Studio album by Viktor Lazlo
- Released: 1987
- Genre: Pop, Pop jazz
- Label: Polydor, PolyGram
- Producer: Lou Deprijck

Viktor Lazlo chronology
| She (1985) | Viktor Lazlo (1987) | Hot & Soul (1989) |

= Viktor Lazlo (album) =

Viktor Lazlo is the self-titled second studio album by French-Belgian singer Viktor Lazlo.

Belgium was responsible to host the Eurovision Song Contest after Sandra Kim had won in 1986 with her song J'aime la vie. Lazlo was asked to host the event as she is fluent in several languages and thus her self-titled album became very successful all over Europe, entering the Top 20 album charts in Holland, Germany, Austria and Switzerland. It spent 19 weeks on the German album charts.

The first single off the album was Breathless, which was co-written by Lazlo herself and features backing vocals by James Ingram and Bunny DeBarge. An official video was shot for the song and she also performed it at the beginning of the Eurovision Song Contest in 1987. The song reached No. 7 on the Belgian single charts.
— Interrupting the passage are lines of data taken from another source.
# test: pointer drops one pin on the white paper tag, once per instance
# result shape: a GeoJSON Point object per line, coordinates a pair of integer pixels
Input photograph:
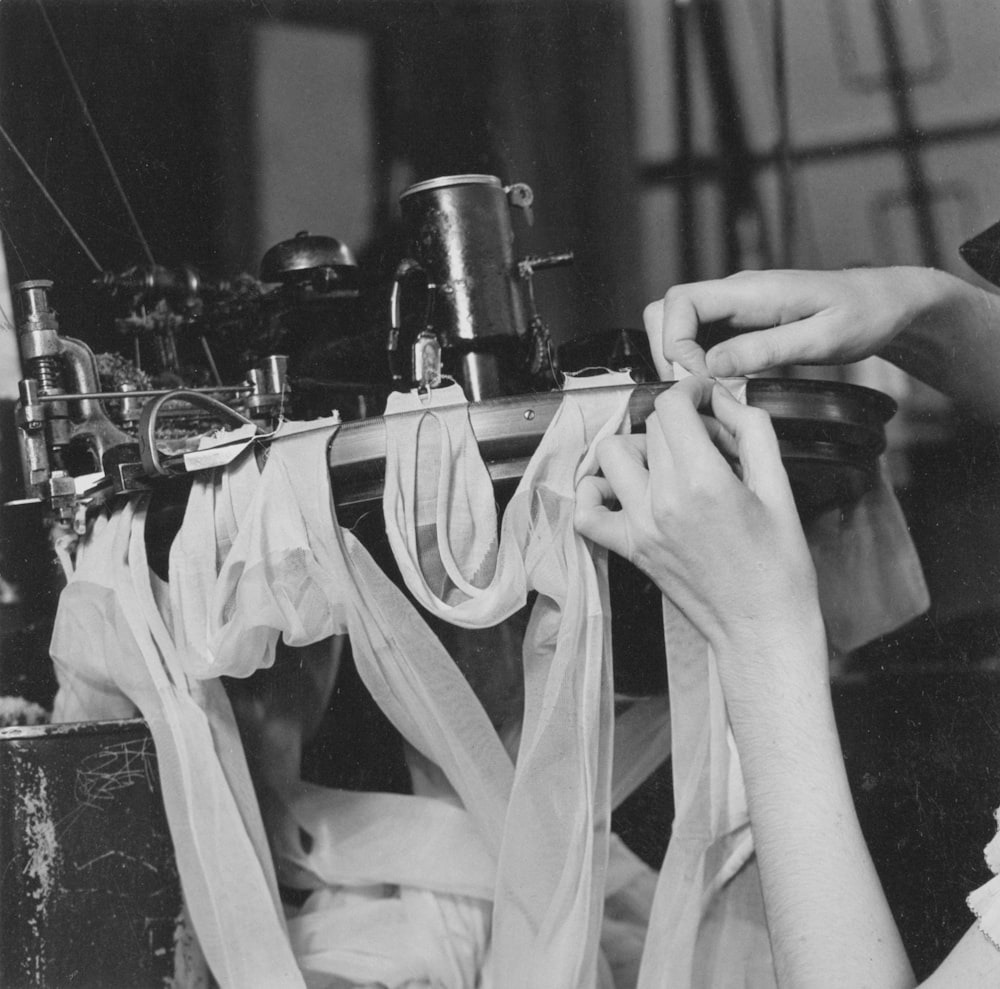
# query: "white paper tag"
{"type": "Point", "coordinates": [609, 379]}
{"type": "Point", "coordinates": [220, 448]}
{"type": "Point", "coordinates": [400, 402]}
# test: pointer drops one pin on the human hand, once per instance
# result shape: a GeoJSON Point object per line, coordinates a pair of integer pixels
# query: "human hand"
{"type": "Point", "coordinates": [786, 317]}
{"type": "Point", "coordinates": [728, 550]}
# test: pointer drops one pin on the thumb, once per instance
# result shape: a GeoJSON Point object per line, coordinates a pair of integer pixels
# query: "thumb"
{"type": "Point", "coordinates": [595, 521]}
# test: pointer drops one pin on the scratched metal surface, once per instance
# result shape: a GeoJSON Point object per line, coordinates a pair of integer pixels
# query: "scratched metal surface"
{"type": "Point", "coordinates": [89, 893]}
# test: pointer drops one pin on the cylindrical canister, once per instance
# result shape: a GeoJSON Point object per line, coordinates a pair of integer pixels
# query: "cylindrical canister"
{"type": "Point", "coordinates": [459, 234]}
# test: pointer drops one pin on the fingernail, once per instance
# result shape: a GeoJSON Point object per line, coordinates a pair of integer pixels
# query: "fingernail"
{"type": "Point", "coordinates": [721, 364]}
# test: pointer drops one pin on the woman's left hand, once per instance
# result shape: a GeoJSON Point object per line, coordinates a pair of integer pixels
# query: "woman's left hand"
{"type": "Point", "coordinates": [724, 544]}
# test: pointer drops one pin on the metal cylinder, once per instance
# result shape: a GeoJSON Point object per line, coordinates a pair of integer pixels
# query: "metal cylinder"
{"type": "Point", "coordinates": [459, 232]}
{"type": "Point", "coordinates": [460, 237]}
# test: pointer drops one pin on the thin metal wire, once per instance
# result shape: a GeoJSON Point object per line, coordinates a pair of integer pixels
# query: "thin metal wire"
{"type": "Point", "coordinates": [45, 192]}
{"type": "Point", "coordinates": [97, 137]}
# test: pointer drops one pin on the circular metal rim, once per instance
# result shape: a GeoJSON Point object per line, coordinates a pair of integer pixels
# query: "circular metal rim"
{"type": "Point", "coordinates": [449, 180]}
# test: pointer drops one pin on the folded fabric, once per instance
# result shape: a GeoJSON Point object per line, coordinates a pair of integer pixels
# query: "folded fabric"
{"type": "Point", "coordinates": [229, 887]}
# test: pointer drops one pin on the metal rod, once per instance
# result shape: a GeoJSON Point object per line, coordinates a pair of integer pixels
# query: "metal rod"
{"type": "Point", "coordinates": [705, 168]}
{"type": "Point", "coordinates": [45, 192]}
{"type": "Point", "coordinates": [97, 137]}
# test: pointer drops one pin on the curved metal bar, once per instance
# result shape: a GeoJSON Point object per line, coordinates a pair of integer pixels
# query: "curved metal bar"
{"type": "Point", "coordinates": [147, 424]}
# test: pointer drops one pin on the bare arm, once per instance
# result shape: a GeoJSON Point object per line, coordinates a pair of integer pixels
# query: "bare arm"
{"type": "Point", "coordinates": [731, 554]}
{"type": "Point", "coordinates": [942, 330]}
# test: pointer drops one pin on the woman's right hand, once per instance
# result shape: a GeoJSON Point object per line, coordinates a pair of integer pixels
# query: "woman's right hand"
{"type": "Point", "coordinates": [788, 317]}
The songs Take Me and You Are My Man were also released as singles.

==Track listing==

| No. | Title | Writer(s) | Length |
|---|---|---|---|
| 1. | "Breathless" | Phil Allaert, Viktor Lazlo | 3:38 |
| 2. | "You Are My Man" | Evert Verhees, Patricia Maessen | 3:28 |
| 3. | "Take Me" | David Gistelinck, Pierre Van Dormael | 5:21 |
| 4. | "Moonlight Parade" | Guybert Cadiere, Viktor Lazlo | 4:16 |
| 5. | "Hey Baby, Cool!" (with the Count Basie Orchestra) | David Gistelinck, Pierre Van Dormael | 3:33 |
| 6. | "The Wizard's Call" | Ralph Benatar, Viktor Lazlo | 4:22 |
| 7. | "Rendez-Vous" | Nicolas Fiszman, Viktor Lazlo | 4:20 |
| 8. | "In Your Arms" | Jan Meeuwis, Raphaël Schillebeeckx | 4:11 |
| 9. | "Peter" | Evert Verhees, Patricia Maessen | 4:35 |
| 10. | "Champagne And Wine" | Danny Delaet, Silver van Holme | 2:42 |

===Bonus Tracks===
The song Don't Say No, which was also the B-side for the single Breathless, is bonus track available on the CD version only. Another bonus track on the CD is called Miracles.

==Charts==

===Album===

| Chart | Peak position |
|---|---|
| German Albums Chart | 20 |
| Swiss Albums Chart | 17 |
| Austrian Albums Chart | 16 |
| Dutch Albums Chart | 16 |

===Single releases===

| Year | Single | BE | NL |
|---|---|---|---|
| 1987 | Breathless | 7 | 33 |

==Certifications==

| Region | Certification | Certified units/sales |
| Belgium (BRMA) | Gold | 25,000^{*} |
^{*} Sales figures based on certification alone.